A modern phenomenon, the wine is in fact a reinvention of one of Italy's most ancient traditions, dating back to the Roman era. A sweet, special-occasion wine was made by snipping the most sun-soaked and sweetest grapes from the top of the ripe bunches. After three months drying on ranks in ventilated attics, the shrivelled grapes were fermented to make a sweet, strong port-like red. But when the sweet wine re-fermented by a happy accident of nature, it became drier with a bitter twist to it, hence "amarone" (bitter).

Until a decade ago, amarone was made in an old-fashioned style that made it what Italians call a vino da meditazione, a euphemism for hard to drink with food. But the taste for more food-friendly wines set Veronese winemakers thinking about how to modernise the style without losing its essential core of tradition.

Two-thirds of growers still make amarone in the traditional style, in old drying lofts. But, led by Franco Allegrini, one of Verona's leading producers, a group banded together to create a purpose-built warehouse to dry out the grapes so that they would be as healthy when crushed after 100 days as the day they were picked. "We can keep the character of valpolicella while making the wines more accessible in style," says Franco. The warehouse holds half a million kilos of grapes, stacked in small plastic crates, roughly a fifth of the entire amarone harvest. Over the drying period of three months, the weight reduces by 35 per cent.

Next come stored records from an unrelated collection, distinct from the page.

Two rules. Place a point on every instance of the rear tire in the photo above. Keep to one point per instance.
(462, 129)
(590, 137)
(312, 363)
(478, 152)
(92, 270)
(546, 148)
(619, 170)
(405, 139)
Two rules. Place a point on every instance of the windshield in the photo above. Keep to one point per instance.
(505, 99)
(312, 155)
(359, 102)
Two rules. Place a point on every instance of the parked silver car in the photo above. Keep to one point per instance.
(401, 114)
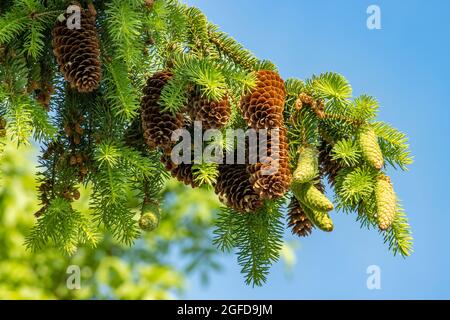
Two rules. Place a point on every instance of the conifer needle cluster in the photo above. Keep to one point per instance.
(102, 101)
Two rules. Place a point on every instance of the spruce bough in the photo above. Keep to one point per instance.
(97, 128)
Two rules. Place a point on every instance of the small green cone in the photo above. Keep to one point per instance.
(371, 150)
(150, 217)
(311, 196)
(386, 202)
(308, 165)
(320, 219)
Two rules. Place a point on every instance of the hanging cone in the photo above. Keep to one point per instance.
(234, 189)
(298, 221)
(213, 115)
(371, 150)
(2, 127)
(77, 52)
(386, 202)
(158, 125)
(182, 172)
(272, 176)
(328, 166)
(263, 107)
(307, 166)
(309, 195)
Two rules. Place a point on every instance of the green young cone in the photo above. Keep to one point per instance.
(311, 196)
(386, 202)
(308, 165)
(150, 217)
(320, 219)
(371, 150)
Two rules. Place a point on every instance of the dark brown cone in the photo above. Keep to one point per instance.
(328, 166)
(298, 221)
(234, 189)
(276, 184)
(77, 52)
(182, 172)
(134, 136)
(213, 115)
(263, 107)
(158, 125)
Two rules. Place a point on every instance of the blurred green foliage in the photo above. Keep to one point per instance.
(155, 267)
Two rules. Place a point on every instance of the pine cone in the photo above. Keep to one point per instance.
(312, 197)
(386, 202)
(307, 167)
(298, 220)
(77, 52)
(263, 107)
(234, 189)
(270, 185)
(158, 125)
(213, 115)
(182, 172)
(328, 166)
(371, 150)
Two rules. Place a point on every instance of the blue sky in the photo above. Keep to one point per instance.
(406, 66)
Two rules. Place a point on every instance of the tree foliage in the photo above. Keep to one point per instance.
(84, 136)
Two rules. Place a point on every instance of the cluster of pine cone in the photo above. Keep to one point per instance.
(243, 187)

This modern drying process has had the most dramatic impact on the harvest, but other changes have also helped. The first has been selecting the grapes in the vineyard itself, eradicating the bulk-producing molinara grape and sticking largely to corvina, the best grape. "You have to be selective in the vineyard to make amarone," says Franco. "Thick skins and loose bunches are the key. We use only corvina. You need chalky soils and hillsides too, to help reduce the vigour, with poor soils, smaller berries and thin clusters." Another change for the better is the use of smaller, new oak barrels.

Today's amarone shows that Italians are perfectly capable of adapting to modern tastes by updating their methods without having to change the traditional grape varieties. As a result, growers are producing amarone in a cleaner, fruitier style closer to Australian shiraz or Californian zinfandel. The best matches at this time of year are combinations of roasted sweet vegetables, like peppers, onions, sweet potatoes and parsnips on their own or with a robust game sausage. "In the old-fashioned system, half the wine was left in the bottle; today you drink the whole bottle!" says Franco.